In methods like object.related_name.create() under the hood the Djangos sends a hint argument:

class UserQuerySet(QuerySet):
    def create(self, *args, **kwargs):
        print(self._hints)
        # >>> {'instance': <User: random-user>}
        print(self._hints.get('instance'))
        # >>> <User: random-user>

I’m using Django 1.11 nowadays.

7👍

It doesn’t make sense to ask for an instance when you’re using a manager. Managers are class-level attributes – if you try and do foo.objects.all() where foo is an instance of Supercalifragilisticexpialidocious, you will explicitly get an error:

AttributeError: Manager isn't accessible via Supercalifragilisticexpialidocious instances

4👍

As far as I know, you cannot access the model from inside a manager. It doesn’t make sense as managers operate on the whole table.

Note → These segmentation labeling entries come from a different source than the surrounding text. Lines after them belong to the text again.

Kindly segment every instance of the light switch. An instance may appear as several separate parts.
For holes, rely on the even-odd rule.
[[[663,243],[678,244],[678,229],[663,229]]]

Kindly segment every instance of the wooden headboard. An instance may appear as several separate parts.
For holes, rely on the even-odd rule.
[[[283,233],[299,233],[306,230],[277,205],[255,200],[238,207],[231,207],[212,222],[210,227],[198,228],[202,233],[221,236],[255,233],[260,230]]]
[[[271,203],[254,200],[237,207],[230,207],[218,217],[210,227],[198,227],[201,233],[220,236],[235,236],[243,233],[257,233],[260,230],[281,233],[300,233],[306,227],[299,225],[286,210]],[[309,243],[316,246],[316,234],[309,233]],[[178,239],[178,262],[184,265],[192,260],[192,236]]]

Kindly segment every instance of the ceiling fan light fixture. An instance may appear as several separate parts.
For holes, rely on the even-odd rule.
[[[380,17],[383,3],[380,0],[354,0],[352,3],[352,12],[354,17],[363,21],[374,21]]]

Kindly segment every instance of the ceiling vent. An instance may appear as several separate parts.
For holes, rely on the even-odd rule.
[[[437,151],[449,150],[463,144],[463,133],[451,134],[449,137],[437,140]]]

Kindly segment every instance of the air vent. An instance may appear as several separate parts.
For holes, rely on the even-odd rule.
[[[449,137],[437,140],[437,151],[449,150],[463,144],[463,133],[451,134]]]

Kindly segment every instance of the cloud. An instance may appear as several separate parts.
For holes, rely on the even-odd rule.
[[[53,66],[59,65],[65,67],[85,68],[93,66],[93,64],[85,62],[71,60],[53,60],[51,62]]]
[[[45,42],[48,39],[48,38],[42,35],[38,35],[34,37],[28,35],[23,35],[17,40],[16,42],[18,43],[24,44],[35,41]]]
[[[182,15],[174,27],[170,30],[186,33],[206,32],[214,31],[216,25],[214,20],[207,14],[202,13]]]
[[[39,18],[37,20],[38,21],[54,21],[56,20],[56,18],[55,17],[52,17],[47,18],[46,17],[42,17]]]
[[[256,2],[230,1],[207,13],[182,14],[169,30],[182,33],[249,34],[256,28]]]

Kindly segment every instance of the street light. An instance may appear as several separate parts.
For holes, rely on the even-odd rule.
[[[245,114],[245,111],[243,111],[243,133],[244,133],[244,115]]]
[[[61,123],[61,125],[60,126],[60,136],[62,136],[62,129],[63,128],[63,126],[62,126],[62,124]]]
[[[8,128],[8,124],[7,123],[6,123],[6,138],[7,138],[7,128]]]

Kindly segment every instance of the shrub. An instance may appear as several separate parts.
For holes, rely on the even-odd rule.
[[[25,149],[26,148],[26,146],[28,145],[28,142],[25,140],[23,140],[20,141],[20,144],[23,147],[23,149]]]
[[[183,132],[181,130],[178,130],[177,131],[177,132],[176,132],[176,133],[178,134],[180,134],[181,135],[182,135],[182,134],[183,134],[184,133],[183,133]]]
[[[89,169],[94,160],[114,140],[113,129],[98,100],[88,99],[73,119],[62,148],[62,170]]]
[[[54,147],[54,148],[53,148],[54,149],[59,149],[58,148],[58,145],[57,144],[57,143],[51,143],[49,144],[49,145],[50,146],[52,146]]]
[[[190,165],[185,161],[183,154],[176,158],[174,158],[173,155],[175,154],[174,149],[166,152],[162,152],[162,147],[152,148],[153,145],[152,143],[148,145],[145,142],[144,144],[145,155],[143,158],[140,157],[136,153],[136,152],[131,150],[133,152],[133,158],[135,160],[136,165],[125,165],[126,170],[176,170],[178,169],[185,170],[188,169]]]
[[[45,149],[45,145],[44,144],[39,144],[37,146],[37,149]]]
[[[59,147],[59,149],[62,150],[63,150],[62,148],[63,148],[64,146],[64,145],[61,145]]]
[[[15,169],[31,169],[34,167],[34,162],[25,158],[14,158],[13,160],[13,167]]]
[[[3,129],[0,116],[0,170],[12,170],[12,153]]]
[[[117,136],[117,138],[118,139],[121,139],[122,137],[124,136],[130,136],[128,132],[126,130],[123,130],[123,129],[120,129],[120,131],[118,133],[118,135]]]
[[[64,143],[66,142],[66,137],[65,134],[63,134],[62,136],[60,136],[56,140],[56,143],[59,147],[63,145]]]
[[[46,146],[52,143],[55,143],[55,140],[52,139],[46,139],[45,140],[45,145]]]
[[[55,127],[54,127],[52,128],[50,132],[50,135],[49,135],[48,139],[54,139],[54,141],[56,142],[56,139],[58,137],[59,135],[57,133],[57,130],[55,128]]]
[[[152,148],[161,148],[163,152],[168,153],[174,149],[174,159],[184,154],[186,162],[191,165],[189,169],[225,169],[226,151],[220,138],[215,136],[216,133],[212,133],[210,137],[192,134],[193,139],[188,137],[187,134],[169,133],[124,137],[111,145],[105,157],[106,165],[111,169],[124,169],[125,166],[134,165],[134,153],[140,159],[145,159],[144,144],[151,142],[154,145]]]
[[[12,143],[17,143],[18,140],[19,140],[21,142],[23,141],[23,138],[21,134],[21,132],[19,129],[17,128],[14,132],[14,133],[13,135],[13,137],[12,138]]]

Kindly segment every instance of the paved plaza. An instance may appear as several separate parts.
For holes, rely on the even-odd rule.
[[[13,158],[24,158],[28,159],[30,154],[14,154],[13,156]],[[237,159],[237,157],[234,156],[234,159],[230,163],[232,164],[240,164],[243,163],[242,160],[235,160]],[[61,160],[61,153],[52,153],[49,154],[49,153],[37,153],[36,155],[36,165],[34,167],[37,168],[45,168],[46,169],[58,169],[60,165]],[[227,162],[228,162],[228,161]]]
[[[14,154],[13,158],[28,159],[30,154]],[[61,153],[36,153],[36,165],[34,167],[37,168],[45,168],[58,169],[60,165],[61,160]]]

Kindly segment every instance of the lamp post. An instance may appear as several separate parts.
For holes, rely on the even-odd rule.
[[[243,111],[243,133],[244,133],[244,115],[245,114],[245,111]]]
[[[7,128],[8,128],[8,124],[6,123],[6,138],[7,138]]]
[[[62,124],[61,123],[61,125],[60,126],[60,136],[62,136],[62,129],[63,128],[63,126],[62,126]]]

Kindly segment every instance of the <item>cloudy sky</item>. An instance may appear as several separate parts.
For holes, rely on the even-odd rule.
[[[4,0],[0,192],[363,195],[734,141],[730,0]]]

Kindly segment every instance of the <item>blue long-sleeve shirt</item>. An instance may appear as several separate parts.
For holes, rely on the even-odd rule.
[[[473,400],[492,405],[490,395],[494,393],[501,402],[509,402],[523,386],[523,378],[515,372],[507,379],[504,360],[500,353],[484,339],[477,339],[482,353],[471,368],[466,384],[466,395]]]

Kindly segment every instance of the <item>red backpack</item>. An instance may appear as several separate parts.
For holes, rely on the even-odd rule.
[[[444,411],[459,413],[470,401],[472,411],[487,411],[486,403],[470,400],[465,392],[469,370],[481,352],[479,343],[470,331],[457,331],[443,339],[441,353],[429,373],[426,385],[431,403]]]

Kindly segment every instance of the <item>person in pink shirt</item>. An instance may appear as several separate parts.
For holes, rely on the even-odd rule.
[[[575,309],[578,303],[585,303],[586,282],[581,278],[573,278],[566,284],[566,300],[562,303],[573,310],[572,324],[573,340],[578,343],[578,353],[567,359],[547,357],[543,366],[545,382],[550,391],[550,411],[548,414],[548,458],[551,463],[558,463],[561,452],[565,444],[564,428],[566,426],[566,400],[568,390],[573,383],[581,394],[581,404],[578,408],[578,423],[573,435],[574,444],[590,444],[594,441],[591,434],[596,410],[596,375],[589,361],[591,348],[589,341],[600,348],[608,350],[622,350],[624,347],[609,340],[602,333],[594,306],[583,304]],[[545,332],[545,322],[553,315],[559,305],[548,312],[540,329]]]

You should do something like this in the model:

class Model(models.Model):
    # some attributes here
    def getAllRelativesWithSameUncle(self):
        return Model.objects.filter(uncle = self.uncle)

or in the manager:

class SupercalifragilisticexpialidociousManager(models.Manager):
    def getSelfRelativesFor(self, model):
        return self.get_queryset().filter(uncle=model)

0👍

try self.model.

From the Docs

"Another thing to note is that Manager methods can access self.model to get the model class to which they’re attached." — https://docs.djangoproject.com/en/4.2/topics/db/managers/#adding-extra-manager-methods

What led to the answer: The manager knows what model to create when you call .create() from the manager.